By William J. Canary, president and CEO of the Business Council of Alabama and Joe Morton, Ph.D., Chairman and President of the Business Education Alliance of Alabama
Whether it’s becoming a doctor, teacher, lawyer, pipefitter, welder, or automobile assembler, education is the key to filling tomorrow’s jobs. We support the State Board of Education in its duty to select our next state superintendent of education and firmly believe it is the decision of the nine-member board to select the best person from those who have submitted applications.
While in no way are we trying to influence the vote or the final selection, we do believe that any select group of candidates interviewed for the job should be asked in a public forum a group of questions that will give insight into how a new state superintendent of education will lead public education in the years to come.
The following list of pertinent questions is essential so the public, those in the education community, members of state government, the Legislature, and the business community can be informed about the candidates:
- The Alabama Reading Initiative (ARI) was created to enable every student in Alabama public schools to read, at a minimum, at grade level by the end of the third grade. In 2011, Alabama achieved a milestone in reading by seeing its fourth grade students score at the National Average on the National Assessment of Educational Progress (NAEP). Since then, the NAEP fourth-grade scores in Alabama have declined. As state superintendent of education, what will you do to revive the ARI and dramatically improve reading achievement by our students so they can be successful in all aspects of education?
- Once a student can read well he/she is much more likely to perform better in other subjects, especially in the critical areas of math, science, and technology. STEM (science, technology, engineering, and mathematics) is critical to Alabama’s economic success, and Alabama students must be proficient in STEM-related subjects. As state superintendent of education what will you do to improve Alabama students’ success in STEM-related courses?

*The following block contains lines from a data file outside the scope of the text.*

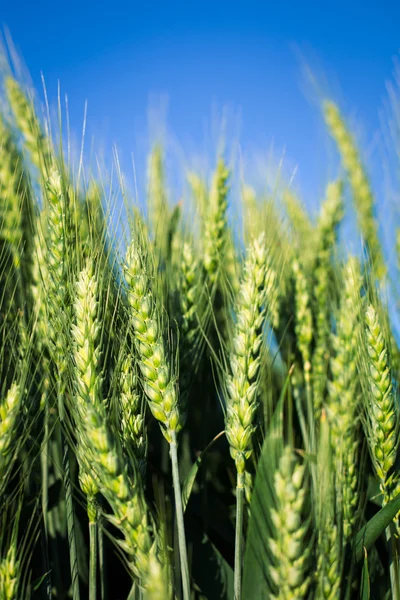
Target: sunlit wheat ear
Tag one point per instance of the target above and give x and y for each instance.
(362, 192)
(85, 334)
(257, 296)
(381, 412)
(290, 545)
(344, 395)
(326, 237)
(191, 299)
(36, 143)
(16, 206)
(9, 416)
(214, 241)
(154, 361)
(303, 317)
(133, 427)
(328, 573)
(124, 492)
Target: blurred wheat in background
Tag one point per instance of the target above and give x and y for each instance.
(191, 406)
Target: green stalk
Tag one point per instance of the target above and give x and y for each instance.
(69, 504)
(239, 536)
(93, 560)
(102, 561)
(179, 519)
(44, 460)
(394, 563)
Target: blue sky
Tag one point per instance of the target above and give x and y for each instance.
(195, 58)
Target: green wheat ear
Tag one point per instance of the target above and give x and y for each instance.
(290, 544)
(381, 412)
(362, 192)
(154, 361)
(257, 295)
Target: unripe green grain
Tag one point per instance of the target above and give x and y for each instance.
(362, 193)
(257, 294)
(290, 544)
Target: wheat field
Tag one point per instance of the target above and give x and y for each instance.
(192, 406)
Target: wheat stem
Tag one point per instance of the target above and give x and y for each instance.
(180, 519)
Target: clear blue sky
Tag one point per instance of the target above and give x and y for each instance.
(122, 57)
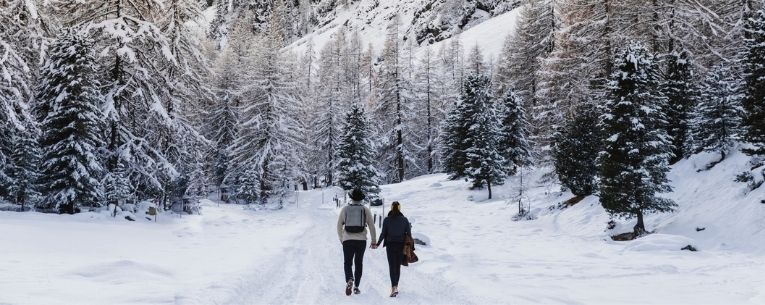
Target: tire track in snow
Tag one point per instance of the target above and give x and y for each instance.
(311, 272)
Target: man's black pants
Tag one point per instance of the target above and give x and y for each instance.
(395, 251)
(353, 252)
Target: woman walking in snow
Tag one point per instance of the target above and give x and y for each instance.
(352, 226)
(396, 229)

- From 2011-2015, Alabama’s high school graduation rate increased from 72 percent to 89 percent. The Alabama Department of Education released data on the 2015 graduates that revealed only 70 percent of those in the 89 percent graduation rate demonstrated readiness to go to college or were on a pathway toward a career. As state superintendent of education, what will you do to make sure all high school graduates are college- and career-ready?
- Under normal circumstances, educators, parents, and the community usually agree that the better the quality of a school’s teaching staff, the better chance each student has to be successful. A way to measure teacher quality is through an annual evaluation. As state superintendent of education, what would you do to ensure all Alabama schools are staffed with highly qualified and highly effective teachers and administrators?
- No state in America can experience economic growth without a successful system of public education. Any successful educational system prepares students for success beyond high school, be it a job, continued education or both. Career and technical education is essential to all students being prepared for life. As state superintendent of education, what would you do to ensure every student is prepared to be a successful graduate, with the requisite skills required to be a strong contributing member of society, and be able to perform successfully in his/her chosen field of work?
Alabama education must improve. As the old saying goes, you’re either making progress, stagnant, or losing ground. We join the State Board of Education in wanting public education to make progress. The next generations of Alabama business leaders and employees are being educated now, most of them in public schools.
It is imperative that the candidate who is selected is the very best person to guide and lead our public school teachers, administrators and most importantly, our students to educational success.
William J. Canary is president and CEO of the Business Council of Alabama. Joe Morton, Ph.D., is the chairman and president of the Business Education Alliance of Alabama. Morton was Alabama’s 36th state superintendent of education.